Durante los días siguientes, Ainara y Mauro intentaron mantener la paz, aunque las tensiones seguían presentes, pero siempre Rosa tenía un ojo puesto en ellos, para evitar que llegarán a mayores los conflictos.
Una tarde, mientras Ainara estaba en el jardín cuidando las plantas, Mauro se acercó con una manguera en la mano.
—¿Necesitas ayuda? —preguntó Mauro, tratando de sonar casual.
Ainara lo miró con desconfianza, pero asintió.
—Claro, puedes regar las flores de allá.
Mauro comenzó a regar las flores, pero no pudo evitar hacer un comentario sarcástico.
—Nunca pensé que te gustara ensuciarte las manos.
Ainara rodó los ojos.
—Hay muchas cosas que no sabes de mí, Mauro, aparte de que tienes memoria de corto plazo.
—Tal vez deberíamos conocernos mejor —dijo Mauro, sorprendiéndose a sí mismo con su sinceridad.
Ainara lo miró, sorprendida por su tono.
—¿Estás diciendo que quieres ser mi hermanito?
—No pongas palabras en mi boca, princesa. Solo digo que tal vez no deberíamos pelear tanto —respondió Mauro, desviando la mirada—. Y jamás seremos hermanos.
Ainara sonrió ligeramente.
—Eso suena razonable.
Mientras seguían trabajando en el jardín, Mauro no pudo evitar notar lo bien que Ainara se veía con el sol brillando sobre su cabello pelirrojo. A pesar de sus diferencias, había algo en ella que lo atraía, pero no sabía que era, pues apenas era un adolescente de catorce años que apenas comenzaba a entender sus propios sentimientos, ¿cómo podría entender lo que sentía cada vez que estaba cerca de ella?
—¿Qué más puedo hacer para ayudarte?
Ainara levantó su vista, no esperaba que él se quedará a ayudarla con el jardín.
—¿Puedes encargarte de la hierba?
—Si —Mauro asintió.
Mientras Mauro intentaba concentrarse en arrancar las malas hierbas, su mirada seguía desviándose hacia Ainara. Ella estaba concentrada en plantar nuevas flores, sus movimientos eran precisos y elegantes.
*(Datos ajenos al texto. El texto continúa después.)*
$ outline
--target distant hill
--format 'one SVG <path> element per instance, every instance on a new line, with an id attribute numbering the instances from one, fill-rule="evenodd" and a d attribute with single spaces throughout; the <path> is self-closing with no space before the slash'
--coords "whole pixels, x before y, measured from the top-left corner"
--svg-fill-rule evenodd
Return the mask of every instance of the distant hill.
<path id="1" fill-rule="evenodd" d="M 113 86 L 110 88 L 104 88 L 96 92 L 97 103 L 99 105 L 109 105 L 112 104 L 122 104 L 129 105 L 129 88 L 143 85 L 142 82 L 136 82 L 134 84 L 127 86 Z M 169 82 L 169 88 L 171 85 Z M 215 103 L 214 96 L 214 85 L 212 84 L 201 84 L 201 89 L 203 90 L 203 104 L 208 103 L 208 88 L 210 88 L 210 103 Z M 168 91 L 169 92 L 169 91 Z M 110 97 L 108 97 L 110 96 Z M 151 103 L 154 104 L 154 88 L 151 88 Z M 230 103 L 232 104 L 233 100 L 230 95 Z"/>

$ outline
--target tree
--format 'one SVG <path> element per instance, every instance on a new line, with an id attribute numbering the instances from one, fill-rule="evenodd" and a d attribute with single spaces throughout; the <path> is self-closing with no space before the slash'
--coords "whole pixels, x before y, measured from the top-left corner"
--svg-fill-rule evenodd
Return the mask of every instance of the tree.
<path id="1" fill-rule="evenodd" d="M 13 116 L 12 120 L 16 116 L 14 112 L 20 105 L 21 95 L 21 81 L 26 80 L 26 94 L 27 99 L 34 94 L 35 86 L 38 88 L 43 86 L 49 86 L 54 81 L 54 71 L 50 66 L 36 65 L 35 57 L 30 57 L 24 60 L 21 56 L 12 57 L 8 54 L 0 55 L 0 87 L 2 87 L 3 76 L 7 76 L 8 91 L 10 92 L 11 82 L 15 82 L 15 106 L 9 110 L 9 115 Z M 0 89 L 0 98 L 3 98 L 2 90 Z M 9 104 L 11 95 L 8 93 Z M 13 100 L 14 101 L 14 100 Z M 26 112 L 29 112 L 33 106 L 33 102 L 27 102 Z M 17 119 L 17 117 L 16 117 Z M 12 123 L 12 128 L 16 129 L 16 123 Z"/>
Mauro se preguntaba cómo alguien podía ser tan irritante y fascinante al mismo tiempo.
Ainara, sintiendo la mirada de Mauro sobre ella, levantó la vista y lo atrapó observándola. Con una sonrisa sarcástica, le dijo:
—¿Qué miras, Mauro? ¿Te has quedado sin trabajo o necesitas que te enseñe cómo se hace?
Mauro se sonrojó ligeramente, pero no quiso darle el gusto de verlo incómodo.
—Solo me aseguraba de que no arruines el jardín, Ainara. Ya sabes, alguien tiene que supervisar.
Ainara rodó los ojos y volvió a su tarea, pero no pudo evitar una pequeña sonrisa.
—Te recuerdo que la mayor soy yo, cumplo años primero que tú.
—ja, ja, ja, ja solo por un mes princesita.
A pesar de sus constantes peleas, había momentos como este en los que sentía una conexión inexplicable con Mauro. Tal vez, solo tal vez, había algo más allá de las discusiones y el sarcasmo.
El sol continuaba su descenso, bañando el jardín en tonos dorados, mientras los dos adolescentes seguían trabajando, cada uno perdido en sus propios pensamientos y sentimientos confusos.
La mente de Mauro divagaba, preguntándose por qué Ainara lo afectaba tanto. ¿Era su risa contagiosa? ¿O tal vez la forma en que sus ojos verdes brillaban cuando estaba concentrada?
Ainara, por su parte, también sentía una extraña mezcla de emociones. Aunque Mauro la sacaba de quicio con sus comentarios sarcásticos, había momentos en los que deseaba que él la mirara de la misma manera que lo hacía ahora. Sin embargo, no podía permitir que esos pensamientos la distrajeran.
—Mauro, ¿puedes pasarme la regadera? —pidió Ainara, tratando de mantener su voz neutral.
Mauro asintió y se acercó para entregársela, sus dedos rozando los de ella por un breve instante. Ambos sintieron una chispa, una conexión que ninguno de los dos podía explicar.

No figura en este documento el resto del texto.